How To Keep Your Remote Team Motivated
Take the extra step to tell your team they’re appreciated and doing a good job. Your employees should view you as a coach – someone who wants to help them succeed. Here are some tips to help you focus on your employees’ output and boost your bottom line.
Offer Incentive Programs
It’s time for a hard look in the mirror. Ask yourself, does your company offer ways to recognize employees virtually? Nowadays great companies have ways for remote employees to acknowledge peers for their great work.
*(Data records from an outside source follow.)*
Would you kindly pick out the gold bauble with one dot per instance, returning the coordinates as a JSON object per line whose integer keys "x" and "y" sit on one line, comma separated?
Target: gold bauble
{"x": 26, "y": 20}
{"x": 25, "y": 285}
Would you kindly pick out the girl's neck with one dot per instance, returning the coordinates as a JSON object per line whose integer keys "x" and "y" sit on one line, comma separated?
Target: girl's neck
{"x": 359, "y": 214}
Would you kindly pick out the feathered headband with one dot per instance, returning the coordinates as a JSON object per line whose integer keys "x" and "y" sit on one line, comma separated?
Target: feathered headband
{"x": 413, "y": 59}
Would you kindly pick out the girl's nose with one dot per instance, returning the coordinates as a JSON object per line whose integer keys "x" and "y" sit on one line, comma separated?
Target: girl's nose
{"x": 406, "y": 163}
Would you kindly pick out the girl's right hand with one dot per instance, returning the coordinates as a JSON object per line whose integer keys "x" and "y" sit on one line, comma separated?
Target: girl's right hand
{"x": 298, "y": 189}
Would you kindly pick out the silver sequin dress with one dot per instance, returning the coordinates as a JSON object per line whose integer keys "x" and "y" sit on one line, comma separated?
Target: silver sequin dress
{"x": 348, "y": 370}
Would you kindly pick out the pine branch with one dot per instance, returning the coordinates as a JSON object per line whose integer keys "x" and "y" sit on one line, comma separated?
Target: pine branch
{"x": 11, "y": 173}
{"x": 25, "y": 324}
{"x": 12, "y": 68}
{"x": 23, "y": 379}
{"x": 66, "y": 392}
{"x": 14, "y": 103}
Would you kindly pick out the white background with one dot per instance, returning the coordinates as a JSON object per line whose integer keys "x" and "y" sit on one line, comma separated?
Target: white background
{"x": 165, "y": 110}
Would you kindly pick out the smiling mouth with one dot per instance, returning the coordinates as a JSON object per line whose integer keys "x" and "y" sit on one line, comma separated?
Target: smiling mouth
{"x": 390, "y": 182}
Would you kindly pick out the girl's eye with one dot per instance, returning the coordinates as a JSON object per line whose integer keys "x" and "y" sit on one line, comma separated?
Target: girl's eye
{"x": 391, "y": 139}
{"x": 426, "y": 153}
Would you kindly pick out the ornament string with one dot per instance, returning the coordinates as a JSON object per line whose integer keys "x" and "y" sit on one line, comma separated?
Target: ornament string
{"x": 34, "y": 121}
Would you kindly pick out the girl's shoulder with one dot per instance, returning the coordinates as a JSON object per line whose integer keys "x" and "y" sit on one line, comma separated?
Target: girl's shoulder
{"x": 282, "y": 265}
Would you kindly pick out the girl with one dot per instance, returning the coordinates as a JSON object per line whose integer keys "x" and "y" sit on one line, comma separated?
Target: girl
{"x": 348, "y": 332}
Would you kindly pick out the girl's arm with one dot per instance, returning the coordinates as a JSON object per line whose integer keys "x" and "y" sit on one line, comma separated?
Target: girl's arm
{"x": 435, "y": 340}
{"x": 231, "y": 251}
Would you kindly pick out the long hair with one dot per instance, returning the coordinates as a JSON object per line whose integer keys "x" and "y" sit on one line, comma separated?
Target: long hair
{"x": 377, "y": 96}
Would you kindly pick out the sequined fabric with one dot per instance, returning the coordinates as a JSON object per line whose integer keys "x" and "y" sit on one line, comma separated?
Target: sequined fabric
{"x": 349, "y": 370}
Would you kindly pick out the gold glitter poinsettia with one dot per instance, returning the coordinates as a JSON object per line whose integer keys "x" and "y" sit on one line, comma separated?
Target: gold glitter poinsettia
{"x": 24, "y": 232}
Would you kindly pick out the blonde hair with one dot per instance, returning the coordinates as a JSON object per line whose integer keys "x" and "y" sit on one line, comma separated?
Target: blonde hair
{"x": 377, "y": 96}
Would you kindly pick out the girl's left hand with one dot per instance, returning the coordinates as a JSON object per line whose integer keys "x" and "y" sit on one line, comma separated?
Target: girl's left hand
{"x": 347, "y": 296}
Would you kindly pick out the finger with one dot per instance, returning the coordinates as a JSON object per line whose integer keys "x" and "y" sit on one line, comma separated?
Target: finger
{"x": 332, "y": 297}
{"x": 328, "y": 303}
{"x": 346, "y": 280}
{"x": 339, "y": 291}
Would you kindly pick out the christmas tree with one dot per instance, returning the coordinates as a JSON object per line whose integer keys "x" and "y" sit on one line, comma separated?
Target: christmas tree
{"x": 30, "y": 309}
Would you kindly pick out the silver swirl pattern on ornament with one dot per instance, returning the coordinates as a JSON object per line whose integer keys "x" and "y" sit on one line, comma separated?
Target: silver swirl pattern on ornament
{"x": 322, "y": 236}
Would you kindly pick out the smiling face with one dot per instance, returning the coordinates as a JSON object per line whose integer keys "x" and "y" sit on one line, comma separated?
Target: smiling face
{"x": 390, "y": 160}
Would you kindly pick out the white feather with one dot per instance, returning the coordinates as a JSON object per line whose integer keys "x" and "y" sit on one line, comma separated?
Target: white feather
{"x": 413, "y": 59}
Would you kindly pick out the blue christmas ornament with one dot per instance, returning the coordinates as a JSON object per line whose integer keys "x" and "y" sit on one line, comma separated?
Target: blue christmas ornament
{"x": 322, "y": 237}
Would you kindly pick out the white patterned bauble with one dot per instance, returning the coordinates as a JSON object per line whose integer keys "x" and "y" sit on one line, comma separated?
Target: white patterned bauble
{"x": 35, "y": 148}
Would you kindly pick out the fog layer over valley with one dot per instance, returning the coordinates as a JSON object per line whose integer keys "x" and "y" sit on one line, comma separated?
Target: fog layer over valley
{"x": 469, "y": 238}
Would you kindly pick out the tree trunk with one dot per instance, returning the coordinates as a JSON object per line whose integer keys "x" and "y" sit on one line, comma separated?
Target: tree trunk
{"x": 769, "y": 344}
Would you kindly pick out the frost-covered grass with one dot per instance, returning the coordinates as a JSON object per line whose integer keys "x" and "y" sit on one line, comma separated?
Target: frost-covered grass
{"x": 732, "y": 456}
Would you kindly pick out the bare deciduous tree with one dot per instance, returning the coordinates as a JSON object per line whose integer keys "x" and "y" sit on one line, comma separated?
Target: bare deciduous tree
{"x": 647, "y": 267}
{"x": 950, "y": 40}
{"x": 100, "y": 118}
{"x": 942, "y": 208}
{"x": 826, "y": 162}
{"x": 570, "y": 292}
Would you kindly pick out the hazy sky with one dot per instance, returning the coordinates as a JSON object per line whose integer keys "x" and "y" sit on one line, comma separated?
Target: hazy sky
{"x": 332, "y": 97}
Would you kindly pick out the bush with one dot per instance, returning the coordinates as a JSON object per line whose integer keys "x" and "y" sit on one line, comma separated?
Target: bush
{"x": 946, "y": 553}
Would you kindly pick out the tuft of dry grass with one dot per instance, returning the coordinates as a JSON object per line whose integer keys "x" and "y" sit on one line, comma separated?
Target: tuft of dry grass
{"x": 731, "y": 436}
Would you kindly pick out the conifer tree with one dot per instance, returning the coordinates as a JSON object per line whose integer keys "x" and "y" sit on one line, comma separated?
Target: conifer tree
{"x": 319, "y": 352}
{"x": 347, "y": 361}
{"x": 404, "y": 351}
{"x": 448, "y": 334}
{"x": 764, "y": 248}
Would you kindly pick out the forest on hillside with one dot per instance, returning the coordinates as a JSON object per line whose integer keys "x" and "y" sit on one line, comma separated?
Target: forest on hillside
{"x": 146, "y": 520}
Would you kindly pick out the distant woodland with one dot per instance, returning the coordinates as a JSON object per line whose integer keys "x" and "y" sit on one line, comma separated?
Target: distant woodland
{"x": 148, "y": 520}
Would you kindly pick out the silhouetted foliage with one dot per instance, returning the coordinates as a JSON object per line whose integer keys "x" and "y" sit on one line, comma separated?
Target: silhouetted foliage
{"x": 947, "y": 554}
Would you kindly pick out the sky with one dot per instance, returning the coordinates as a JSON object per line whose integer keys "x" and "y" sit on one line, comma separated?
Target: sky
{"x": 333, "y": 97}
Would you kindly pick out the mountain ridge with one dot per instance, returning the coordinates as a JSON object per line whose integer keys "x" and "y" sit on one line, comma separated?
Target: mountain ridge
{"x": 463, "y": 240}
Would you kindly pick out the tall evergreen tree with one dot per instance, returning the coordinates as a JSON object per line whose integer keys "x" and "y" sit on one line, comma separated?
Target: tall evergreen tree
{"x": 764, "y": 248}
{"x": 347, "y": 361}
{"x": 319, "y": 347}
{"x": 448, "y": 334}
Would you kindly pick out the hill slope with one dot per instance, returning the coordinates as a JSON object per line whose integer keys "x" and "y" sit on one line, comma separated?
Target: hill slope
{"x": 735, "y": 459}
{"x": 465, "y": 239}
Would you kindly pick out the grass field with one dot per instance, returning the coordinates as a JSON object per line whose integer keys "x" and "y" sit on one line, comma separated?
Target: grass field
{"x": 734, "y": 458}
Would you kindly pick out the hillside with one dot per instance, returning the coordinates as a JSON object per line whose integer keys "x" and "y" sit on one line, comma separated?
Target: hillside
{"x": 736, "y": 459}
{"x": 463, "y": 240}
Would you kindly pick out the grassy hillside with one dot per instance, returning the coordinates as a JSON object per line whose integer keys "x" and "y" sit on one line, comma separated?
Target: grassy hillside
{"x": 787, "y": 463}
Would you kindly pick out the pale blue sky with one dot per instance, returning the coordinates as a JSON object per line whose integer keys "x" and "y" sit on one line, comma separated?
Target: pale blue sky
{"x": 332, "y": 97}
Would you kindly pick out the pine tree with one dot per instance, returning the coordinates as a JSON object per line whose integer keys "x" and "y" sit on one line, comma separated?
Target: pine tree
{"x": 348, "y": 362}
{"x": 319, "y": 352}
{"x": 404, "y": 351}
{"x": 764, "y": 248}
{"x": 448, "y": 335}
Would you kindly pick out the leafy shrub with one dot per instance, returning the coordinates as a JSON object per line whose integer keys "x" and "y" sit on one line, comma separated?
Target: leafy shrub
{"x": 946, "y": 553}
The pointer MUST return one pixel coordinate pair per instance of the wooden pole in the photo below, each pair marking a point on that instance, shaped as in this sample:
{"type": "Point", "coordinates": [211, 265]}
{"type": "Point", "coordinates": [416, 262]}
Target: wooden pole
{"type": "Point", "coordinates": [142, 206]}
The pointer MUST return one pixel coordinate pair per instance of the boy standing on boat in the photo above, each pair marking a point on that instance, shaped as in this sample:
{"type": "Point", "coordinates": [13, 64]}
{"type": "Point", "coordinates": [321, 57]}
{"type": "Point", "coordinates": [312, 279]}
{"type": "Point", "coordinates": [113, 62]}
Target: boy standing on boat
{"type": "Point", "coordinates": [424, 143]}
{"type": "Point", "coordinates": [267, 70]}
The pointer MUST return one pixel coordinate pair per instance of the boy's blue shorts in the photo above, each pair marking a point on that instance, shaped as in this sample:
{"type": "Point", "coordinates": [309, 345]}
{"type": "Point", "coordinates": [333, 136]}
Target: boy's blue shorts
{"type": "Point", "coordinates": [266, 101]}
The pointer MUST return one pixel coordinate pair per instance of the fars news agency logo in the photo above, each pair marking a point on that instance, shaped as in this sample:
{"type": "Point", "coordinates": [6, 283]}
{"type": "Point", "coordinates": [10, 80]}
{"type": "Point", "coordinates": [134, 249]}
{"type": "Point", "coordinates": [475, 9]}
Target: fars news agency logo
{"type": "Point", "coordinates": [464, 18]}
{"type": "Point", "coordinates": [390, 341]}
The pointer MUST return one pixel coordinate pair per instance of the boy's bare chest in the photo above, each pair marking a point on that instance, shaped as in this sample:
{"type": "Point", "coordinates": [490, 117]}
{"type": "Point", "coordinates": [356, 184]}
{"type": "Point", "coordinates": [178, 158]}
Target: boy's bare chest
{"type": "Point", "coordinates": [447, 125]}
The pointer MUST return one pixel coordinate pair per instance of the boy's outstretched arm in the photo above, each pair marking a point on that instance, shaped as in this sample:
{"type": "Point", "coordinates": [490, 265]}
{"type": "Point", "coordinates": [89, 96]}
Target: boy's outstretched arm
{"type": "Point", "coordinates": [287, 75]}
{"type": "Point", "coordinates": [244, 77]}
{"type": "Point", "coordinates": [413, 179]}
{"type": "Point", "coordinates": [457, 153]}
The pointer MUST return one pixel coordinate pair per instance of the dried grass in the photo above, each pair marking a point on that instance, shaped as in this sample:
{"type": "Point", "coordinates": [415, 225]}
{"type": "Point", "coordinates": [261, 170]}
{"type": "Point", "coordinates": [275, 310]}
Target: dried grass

When hopping on a last minute task or going the extra mile to help a coworker out, employees can send shout outs or points to each other for easing the process. Third-party companies are available online to handle this for you or you can monitor this internally through an instant messaging system. Organizations consistently recognized as “great places to work” are ones that frequently recognize outstanding work.
Send Regular Updates
It’s the starting point for effective communication – make an effort to keep your team in the loop. During any company change, big or small, be sure to let your employees know. Policy changes, virtual event opportunities, bringing on new clients, and especially adding new team members, all require company-wide communication. Keeping your team informed ensures remote workers are aware of changes happening so they are never blindsided or left out of the conversation.
A great initiative would be to schedule one-on-one calls – daily, weekly or biweekly. And don’t just ask for productivity updates. (Did you see the game last night?) Regular check-ins help keep employees motivated and engaged.